We currently recommend EXLA to compile the numerical computations.
There are generally two types of computations you run with Nx:
-
One-off operations, such as calling
Nx.sum(data)
, oftentimes used when preparing data for the model. Those operations are delegated to the default backend compiled one-by-one. -
Large defn computations, such as running a neural network model. Those are usually compiled as a whole explicitly using the configured compiler.
EXLA allows only a single computation per device to run at the same time, so if a GPU is available we want it to only run computations falling under the 2. type.
To achieve that, you can configure your default backend (used for 1.) to always use the CPU:
config :nx, :default_backend, {EXLA.Backend, client: :host}
Then, for any expensive computations you can use Nx.Defn.compile/3
(or Axon.compile/4
) passing compiler: EXLA
as an option.
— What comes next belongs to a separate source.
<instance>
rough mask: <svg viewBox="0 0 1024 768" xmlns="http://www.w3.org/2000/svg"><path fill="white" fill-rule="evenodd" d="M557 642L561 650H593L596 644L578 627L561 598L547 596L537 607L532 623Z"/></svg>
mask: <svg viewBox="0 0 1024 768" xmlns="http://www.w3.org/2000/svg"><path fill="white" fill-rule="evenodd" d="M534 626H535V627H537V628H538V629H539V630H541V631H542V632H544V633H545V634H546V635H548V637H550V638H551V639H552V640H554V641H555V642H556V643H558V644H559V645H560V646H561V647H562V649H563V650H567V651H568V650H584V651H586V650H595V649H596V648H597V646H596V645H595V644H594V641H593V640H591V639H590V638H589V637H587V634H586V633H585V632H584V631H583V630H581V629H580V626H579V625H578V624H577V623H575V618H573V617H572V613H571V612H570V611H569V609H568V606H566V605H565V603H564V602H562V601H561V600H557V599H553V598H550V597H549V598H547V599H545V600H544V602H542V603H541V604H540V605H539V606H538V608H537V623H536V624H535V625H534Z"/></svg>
When you use a Bumblebee serving the compilation is handled for you, just make sure to pass :compile
and defn_options: [compiler: EXLA]
when creating the serving.
There's a final important detail related to parameters. With the above configuration, a model will run on the GPU, however parameters will be loaded onto the CPU (due to the default backend), so they will need to be copied onto the GPU every time. To avoid that, you can load the parameters onto the GPU directly using Bumblebee.load_model(..., backend: EXLA.Backend)
.
When building the Bumblebee serving, make sure to specify the compiler and :compile
shapes, so that the computation is compiled upfront when the serving boots.
serving =
Bumblebee.Text.text_embedding(model_info, tokenizer,
compile: [batch_size: 1, sequence_length: 512],
defn_options: [compiler: EXLA]
)
When working with user-given images, the most trivial approach would be to just upload an image as is, in a format like PNG or JPEG. However, this approach has two downsides:
-
In most cases full-resolution images are not necessary, because Neural Networks work on much smaller inputs. This means that a lot of data is unnecessarily uploaded over the network and that the server needs to do more work downsizing a potentially large image.
-
Decoding an image format like PNG or JPEG requires an additional package and again, puts more work on the server.
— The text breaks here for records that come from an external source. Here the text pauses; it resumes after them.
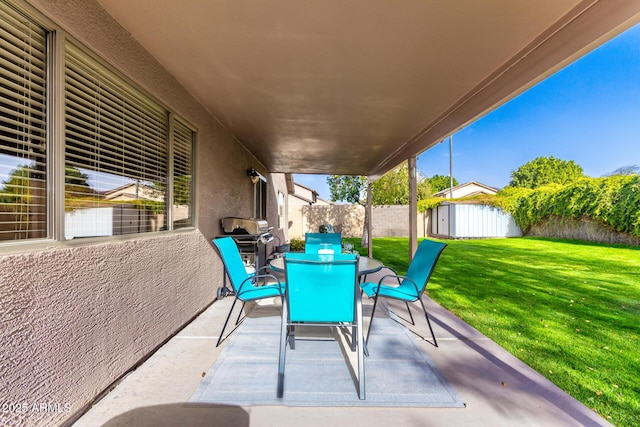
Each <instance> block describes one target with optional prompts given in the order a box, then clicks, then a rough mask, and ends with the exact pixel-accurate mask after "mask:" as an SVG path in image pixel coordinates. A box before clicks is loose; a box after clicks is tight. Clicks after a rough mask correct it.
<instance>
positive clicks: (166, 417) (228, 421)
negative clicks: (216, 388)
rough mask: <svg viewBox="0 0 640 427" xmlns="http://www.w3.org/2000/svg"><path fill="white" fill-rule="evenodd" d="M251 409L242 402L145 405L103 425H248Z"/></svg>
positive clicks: (239, 426) (194, 425)
mask: <svg viewBox="0 0 640 427" xmlns="http://www.w3.org/2000/svg"><path fill="white" fill-rule="evenodd" d="M249 421H250V420H249V413H248V412H247V411H245V410H244V409H242V408H240V407H238V406H223V405H219V406H199V407H195V406H187V405H185V404H183V403H175V404H168V405H157V406H145V407H143V408H137V409H134V410H131V411H129V412H125V413H124V414H121V415H118V416H117V417H115V418H112V419H110V420H109V421H108V422H106V423H105V424H103V425H102V427H130V426H136V427H174V426H181V427H201V426H202V427H204V426H207V427H218V426H220V427H245V426H247V427H248V426H249V424H250V423H249Z"/></svg>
Both of these downsides can be avoided by moving all the work to the client. Specifically, when the user selects an image, we can resize it to a much smaller version and decode to pixel values right away. Both of these steps are fairly straightforward using the Canvas API.
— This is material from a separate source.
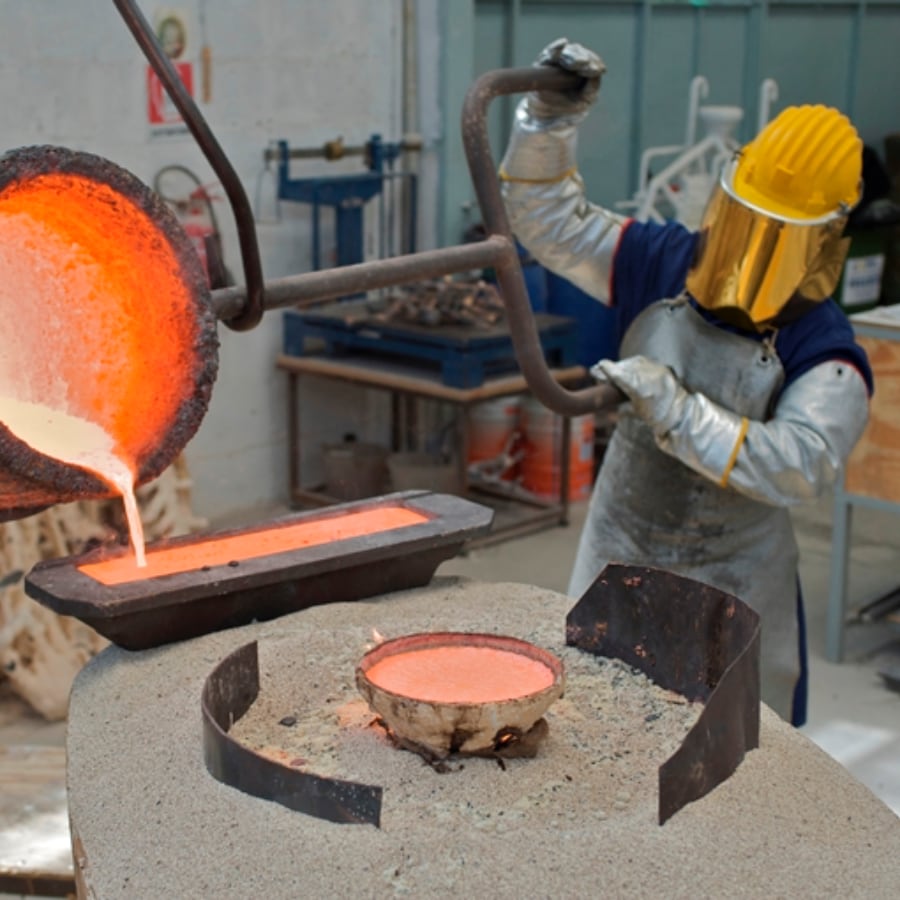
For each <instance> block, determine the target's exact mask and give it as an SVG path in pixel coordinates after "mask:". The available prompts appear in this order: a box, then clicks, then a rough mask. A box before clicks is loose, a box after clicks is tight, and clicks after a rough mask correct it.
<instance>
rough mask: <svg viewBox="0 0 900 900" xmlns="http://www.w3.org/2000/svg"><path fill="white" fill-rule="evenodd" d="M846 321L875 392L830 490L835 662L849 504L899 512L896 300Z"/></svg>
mask: <svg viewBox="0 0 900 900" xmlns="http://www.w3.org/2000/svg"><path fill="white" fill-rule="evenodd" d="M850 321H851V323H852V324H853V329H854V332H855V334H856V338H857V341H858V342H859V344H860V345H861V346H862V347H863V348H864V349H865V351H866V352H867V353H868V355H869V364H870V365H871V367H872V373H873V375H874V377H875V394H874V395H873V397H872V400H871V404H870V408H869V422H868V424H867V426H866V430H865V432H864V433H863V436H862V438H861V439H860V441H859V443H858V444H857V445H856V447H855V448H854V449H853V452H852V453H851V455H850V458H849V460H848V461H847V465H846V467H845V470H844V475H843V478H842V479H840V480H839V482H838V484H837V485H836V486H835V491H834V524H833V531H832V547H831V578H830V586H829V596H828V614H827V621H826V635H825V638H826V640H825V656H826V658H827V659H828V660H829V661H830V662H840V661H841V660H842V659H843V656H844V637H845V634H844V632H845V626H846V620H847V597H848V588H849V558H850V545H851V527H852V518H853V516H852V514H853V508H854V507H857V506H858V507H863V508H867V509H874V510H881V511H886V512H891V513H898V514H900V420H898V417H897V410H898V409H900V305H897V306H886V307H876V308H875V309H872V310H867V311H866V312H861V313H856V314H855V315H852V316H850ZM895 595H896V592H894V594H892V595H888V597H886V598H883V599H882V601H881V602H880V605H882V606H884V607H887V608H889V607H890V604H891V602H892V600H891V598H892V597H894V596H895ZM898 602H900V601H898Z"/></svg>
For an example implementation of this technique see the image classification example.
The points made about images above are relevant to user-given audio as well. In fact, decoding audio files on the server requires ffmpeg to be installed system-wide. However, we can do all preprocessing on the client and send raw PCM data with a single channel to the server.
For an example implementation of this technique see the speech-to-text example.
If you are interested in real-time streaming, look at the Membrane Framework.